The New Student's Reference Work/Mozart, Wolfgang Amadeus Chrysostom

The New Student's Reference Work
Mozart, Wolfgang Amadeus Chrysostom
1018431The New Student's Reference Work — Mozart, Wolfgang Amadeus Chrysostom

Mozart (mō'zärt), Wolfgang Amade'us Chrys'ostom, the great musician, was born at Salzburg, Germany, Jan. 27, 1756. When only six years old, his father took him and nis sister on a musical tour through Europe. In Bologna, then the great center of music in Italy, the Philharmonic Society elected him for membership when only fifteen, in spite of its rule that no one under twenty should be admitted. The Easter music in the Sistine Chapel was jealously guarded and no copy allowed to be made, but young Mozart, hearing it once, wrote it out from memory. In 1781 he lost his position in the court of the archbishop with whom he had gone to Vienna. He soon after produced two operas, one of them The Marriage of Figaro, which created a furore, and he was commissioned to write an opera for the theater in Prague.

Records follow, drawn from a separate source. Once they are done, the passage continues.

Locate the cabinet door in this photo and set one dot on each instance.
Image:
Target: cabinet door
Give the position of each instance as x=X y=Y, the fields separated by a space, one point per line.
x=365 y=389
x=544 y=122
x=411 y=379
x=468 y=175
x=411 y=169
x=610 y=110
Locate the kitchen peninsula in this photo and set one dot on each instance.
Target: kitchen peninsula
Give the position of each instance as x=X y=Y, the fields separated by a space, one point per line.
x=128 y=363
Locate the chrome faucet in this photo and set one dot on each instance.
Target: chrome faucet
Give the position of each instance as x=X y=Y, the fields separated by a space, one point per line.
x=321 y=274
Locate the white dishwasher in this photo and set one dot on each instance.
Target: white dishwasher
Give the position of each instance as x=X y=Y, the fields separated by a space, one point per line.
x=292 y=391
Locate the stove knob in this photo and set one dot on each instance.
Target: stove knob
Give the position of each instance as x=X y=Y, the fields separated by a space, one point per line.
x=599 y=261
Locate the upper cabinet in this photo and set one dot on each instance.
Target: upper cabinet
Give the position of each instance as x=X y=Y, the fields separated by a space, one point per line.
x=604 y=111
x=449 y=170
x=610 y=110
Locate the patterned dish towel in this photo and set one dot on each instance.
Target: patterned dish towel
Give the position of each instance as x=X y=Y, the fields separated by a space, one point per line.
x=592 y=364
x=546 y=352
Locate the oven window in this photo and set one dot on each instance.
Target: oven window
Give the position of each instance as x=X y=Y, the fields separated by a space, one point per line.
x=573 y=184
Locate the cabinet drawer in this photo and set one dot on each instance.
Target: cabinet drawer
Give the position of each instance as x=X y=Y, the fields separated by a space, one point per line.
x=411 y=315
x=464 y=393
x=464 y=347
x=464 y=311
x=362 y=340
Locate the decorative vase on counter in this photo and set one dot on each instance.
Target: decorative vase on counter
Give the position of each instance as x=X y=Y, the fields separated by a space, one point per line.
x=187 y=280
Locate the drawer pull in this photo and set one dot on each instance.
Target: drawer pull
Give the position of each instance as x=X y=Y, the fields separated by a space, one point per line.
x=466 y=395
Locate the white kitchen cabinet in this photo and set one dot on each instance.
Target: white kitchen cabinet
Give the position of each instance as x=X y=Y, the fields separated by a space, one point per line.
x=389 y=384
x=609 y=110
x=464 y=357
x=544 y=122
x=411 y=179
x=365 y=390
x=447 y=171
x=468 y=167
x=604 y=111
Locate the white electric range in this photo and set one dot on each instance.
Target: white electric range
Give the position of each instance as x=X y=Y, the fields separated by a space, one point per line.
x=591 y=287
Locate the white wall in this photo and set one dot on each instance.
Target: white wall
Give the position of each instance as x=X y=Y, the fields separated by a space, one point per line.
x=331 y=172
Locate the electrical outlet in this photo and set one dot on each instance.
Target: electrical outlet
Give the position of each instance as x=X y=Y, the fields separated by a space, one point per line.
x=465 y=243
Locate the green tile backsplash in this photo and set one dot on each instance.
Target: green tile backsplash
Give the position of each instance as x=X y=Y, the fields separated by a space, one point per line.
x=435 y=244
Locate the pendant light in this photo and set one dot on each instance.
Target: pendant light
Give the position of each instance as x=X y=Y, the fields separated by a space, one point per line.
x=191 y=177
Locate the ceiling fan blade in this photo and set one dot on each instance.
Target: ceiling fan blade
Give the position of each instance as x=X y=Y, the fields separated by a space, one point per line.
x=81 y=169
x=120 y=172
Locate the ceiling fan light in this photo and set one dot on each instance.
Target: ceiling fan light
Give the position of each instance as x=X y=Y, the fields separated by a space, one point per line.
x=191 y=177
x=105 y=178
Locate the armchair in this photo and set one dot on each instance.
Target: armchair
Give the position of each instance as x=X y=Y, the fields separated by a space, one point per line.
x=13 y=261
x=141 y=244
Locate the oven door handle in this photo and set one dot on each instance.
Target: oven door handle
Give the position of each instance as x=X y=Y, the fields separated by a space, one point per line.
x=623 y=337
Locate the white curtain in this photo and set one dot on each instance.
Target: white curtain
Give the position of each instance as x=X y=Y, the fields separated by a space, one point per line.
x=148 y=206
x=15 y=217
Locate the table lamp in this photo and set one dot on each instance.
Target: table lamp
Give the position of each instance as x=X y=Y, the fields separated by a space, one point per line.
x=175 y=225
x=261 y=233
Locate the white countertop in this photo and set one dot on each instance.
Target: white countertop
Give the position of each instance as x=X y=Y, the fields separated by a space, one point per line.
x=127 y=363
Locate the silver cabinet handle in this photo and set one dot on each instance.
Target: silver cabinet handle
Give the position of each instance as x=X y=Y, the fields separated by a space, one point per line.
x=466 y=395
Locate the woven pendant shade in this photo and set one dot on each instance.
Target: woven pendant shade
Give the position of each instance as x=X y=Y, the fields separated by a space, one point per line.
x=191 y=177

The summer-house where, and the little stone table on which, he wrote this opera, Don Giovanni, are still shown in the gardens at Prague. The great success of this work made it impossible for the court to overlook his merits longer, and he received an appointment from the emperor with a small salary, his duty being to supply the dance-music at the imperial balls. He struggled with debt, mistaken loyalty preventing him from leaving the service of the emperor when offered a better position in Prussia. A friend, a theater-manager in financial difficulties, induced Mozart to come to his aid with a new opera, and in March, 1791, he began his Magic Flute. It was produced in September, and made the fortune of the lucky manager. While at work on this opera, a stranger visited him and commissioned him to write a requiem mass, to be finished in a month. He imagined there was something mysterious about the order, and said he was writing it for himself. He really was dying, and on Dec. 4, 1791, when a few friends met to rehearse the part of the work that was finished, he was unequal to the effort, though even when unconscious seeming to be occupied with his work. He died that night at Vienna, and was buried in the churchyard. When his wife tried to find the grave a few days after, no one could tell her where it was. Many years after his death Vienna honored him with a monument. Mozart wrote 624 compositions. In opera and symphony he is second to none. His three great operas, Don Giovanni, the Magic Flute and Figaro, still hold the stage, and three of his forty-one symphonies will always be admired as long as music exists. See Life by Otto John, translated by Townsend.